He went on to note various efforts at accountability being done in response to the abuse scandal, including "implementing zero tolerance and ways of making all those who perpetrate or cover up these crimes accountable."

"We have delayed in applying these actions and sanctions that are so necessary, yet I am confident that they will help to guarantee a greater culture of care in the present and future," continued the pope.

"Together with those efforts, every one of the baptized should feel involved in the ecclesial and social change that we so greatly need.
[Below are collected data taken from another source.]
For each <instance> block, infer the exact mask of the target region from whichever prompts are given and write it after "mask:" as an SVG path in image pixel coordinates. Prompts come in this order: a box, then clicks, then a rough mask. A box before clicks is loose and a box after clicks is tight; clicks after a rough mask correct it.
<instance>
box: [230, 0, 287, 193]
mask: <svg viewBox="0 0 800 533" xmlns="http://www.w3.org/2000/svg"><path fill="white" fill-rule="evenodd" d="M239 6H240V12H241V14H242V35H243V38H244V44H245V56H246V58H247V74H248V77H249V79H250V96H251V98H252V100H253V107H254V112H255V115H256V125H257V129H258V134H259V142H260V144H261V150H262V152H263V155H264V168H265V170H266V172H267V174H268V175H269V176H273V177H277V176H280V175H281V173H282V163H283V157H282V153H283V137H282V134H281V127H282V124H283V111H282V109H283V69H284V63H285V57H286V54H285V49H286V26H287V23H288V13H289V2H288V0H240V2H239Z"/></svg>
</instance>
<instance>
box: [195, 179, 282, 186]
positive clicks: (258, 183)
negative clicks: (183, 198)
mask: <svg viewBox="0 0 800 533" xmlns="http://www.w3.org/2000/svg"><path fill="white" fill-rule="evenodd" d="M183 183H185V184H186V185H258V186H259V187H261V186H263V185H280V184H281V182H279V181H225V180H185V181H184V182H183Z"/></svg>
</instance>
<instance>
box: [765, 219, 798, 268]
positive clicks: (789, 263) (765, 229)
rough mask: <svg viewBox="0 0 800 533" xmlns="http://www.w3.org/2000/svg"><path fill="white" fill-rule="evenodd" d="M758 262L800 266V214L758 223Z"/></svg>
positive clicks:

This change calls for a personal and communal conversion that makes us see things as the Lord does."

At a news conference held last week in Harrisburg, Pennsylvania, Attorney General Josh Shapiro recounted some of the horrors of abuse as detailed in the report.

"Priests were raping little boys and girls, and the men of God who were responsible for them not only did nothing, they hid it all," said Shapiro.

Many have demanded swift action within the Catholic Church in response to this latest documentation of sexual abuse and cover-up from leadership.

An online petition signed by about 2,400 Catholic theologians and laymen called for all United States bishops to offer their resignations to the pope as "a public act of repentance and lamentation before God and God's People."

The petition drew its inspiration from Chile, where a recent sex abuse scandal prompted all 34 of the Latin American nation's bishops to offer their resignation to Francis; ultimately three of them were accepted.

"The catastrophic scale and historical magnitude of the abuse makes clear that this is not a case of 'a few bad apples' but rather a radical systemic injustice manifested at every level of the Church," explains the petition.

"Systemic sin cannot be ended through individual goodwill. Its wounds are not healed through statements, internal investigations, or public relations campaigns but rather through collective accountability, transparency, and truth-telling."